Le Parti communiste chinois (PCC) met à profit les données massives et la surveillance pour cibler les Ouïgours qui seront détenus en raison de comportements pourtant autorisés par le droit chinois, comme l’étude du Coran ou les appels téléphoniques à de la famille à l’étranger.

D’après un nouveau rapport de Human Rights Watch (HRW), le PCC utilise sa Plate-forme intégrée d’opérations conjointes (IJOP, Integrated Joint Operations Platform) pour scanner les données provenant des caméras de surveillance, des téléphones portables, des postes de contrôle de police et d’autres sources. Le but visé est de sélectionner les Ouïgours en vue d’une éventuelle détention.

Le rapport, intitulé China: Big Data Program Targets Xinjiang’s Muslims*, se fonde sur l’analyse par HRW d’une liste, qui a fait l’objet d’une fuite, de plus de 2 000 détenus de la préfecture d’Aksu. Cette analyse a révélé que la grande majorité des détenus avaient été fichés pour des comportements non violents.

« La liste d’Aksu donne un autre aperçu sur la façon dont la répression brutale des musulmans turciques du Xinjiang par Beijing est amplifiée par la technologie », déclare Maya Wang, une chercheuse sur la Chine à HRW, dans le rapport publié le 9 décembre.

« Le gouvernement chinois devrait immédiatement fermer l’IJOP, effacer toutes les données qu’il a collectées et remettre en liberté toutes les personnes détenues arbitrairement au Xinjiang », ajoute-t-elle.

Depuis 2017, le PCC a interné plus de 1 million de Ouïgours et de membres d’autres minorités ethniques principalement musulmanes dans des camps au Xinjiang où ils sont contraints de renier leur identité religieuse et ethnique et de prêter serment d’allégeance au PCC.

La liste d’Aksu contient les noms de plus de 2 000 détenus ainsi que les raisons de leur internement. Les motifs invoqués comprennent des activités légales, allant de déplacements à l’intérieur du Xinjiang ou d’appels téléphoniques à des parents à l’étranger, jusqu’au simple fait d’être né après 1980.

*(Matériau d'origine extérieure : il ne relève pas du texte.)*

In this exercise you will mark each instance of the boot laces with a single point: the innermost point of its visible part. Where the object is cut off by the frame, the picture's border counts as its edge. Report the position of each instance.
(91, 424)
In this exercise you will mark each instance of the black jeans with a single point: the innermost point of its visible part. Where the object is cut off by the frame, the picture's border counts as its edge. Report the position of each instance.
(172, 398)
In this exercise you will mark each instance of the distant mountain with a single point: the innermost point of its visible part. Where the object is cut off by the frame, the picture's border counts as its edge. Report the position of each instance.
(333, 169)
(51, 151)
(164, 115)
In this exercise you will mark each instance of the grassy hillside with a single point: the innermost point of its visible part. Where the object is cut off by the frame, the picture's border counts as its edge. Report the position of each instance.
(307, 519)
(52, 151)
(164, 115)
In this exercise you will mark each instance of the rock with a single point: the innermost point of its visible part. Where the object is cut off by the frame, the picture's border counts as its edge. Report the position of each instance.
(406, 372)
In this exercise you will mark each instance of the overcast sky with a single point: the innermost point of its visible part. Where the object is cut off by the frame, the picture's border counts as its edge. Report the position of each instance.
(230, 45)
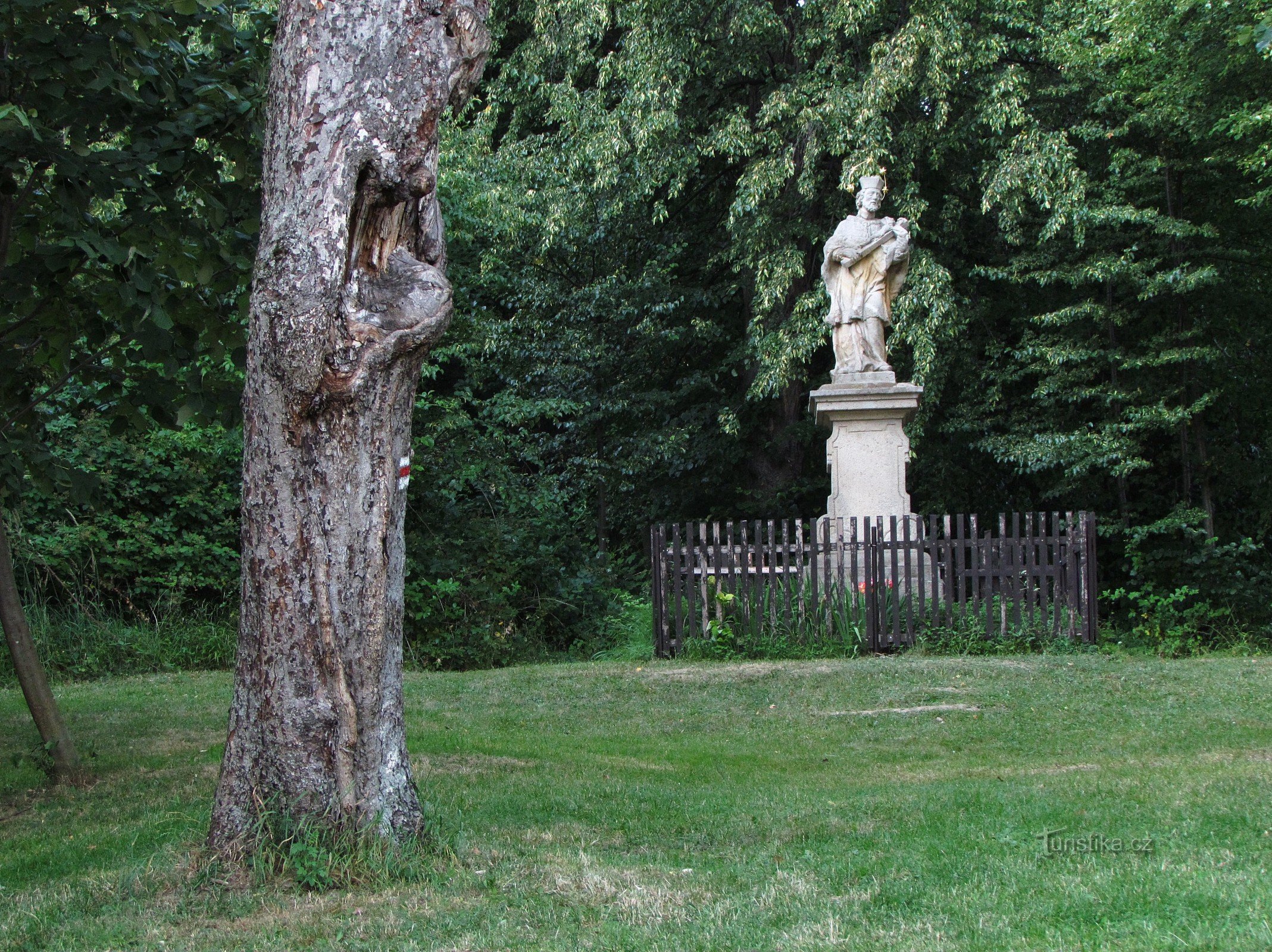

Selon HRW, une fois que l’IJOP a identifié une personne susceptible d’être détenue, des agents de la police ou d’autres responsables administratifs décident s’il y a lieu de la placer en détention, et ce, sans faire intervenir les procureurs ou le tribunal, en violation flagrante de la constitution chinoise. La population de la préfecture d’Aksu est à 80 % ouïgoure et tous les détenus sur la liste appartiennent à ce groupe ethnique.

« La surveillance en masse et les détentions arbitraires des musulmans turciques du Xinjiang violent les droits fondamentaux prévus par la constitution de la Chine et le droit international des droits de l’Homme », souligne le rapport.

En juillet, les États-Unis ont sanctionné des responsables du PCC et d’autres entités en raison des atteintes graves aux droits de l’Homme au Xinjiang. En outre, Washington a imposé des restrictions sur les exportations de certaines technologies à des entreprises chinoises ayant contribué aux programmes de surveillance en masse liés aux violations des droits humains.

« Le monde ne peut pas rester les bras croisés pendant que le gouvernement de la République populaire de Chine commet ces abus graves et systématiques contre la population chinoise, en violation notamment du droit universel à la liberté de pensée, de conscience et de religion ou croyance », a déclaré le secrétaire d’État Michael Pompeo, le 10 décembre.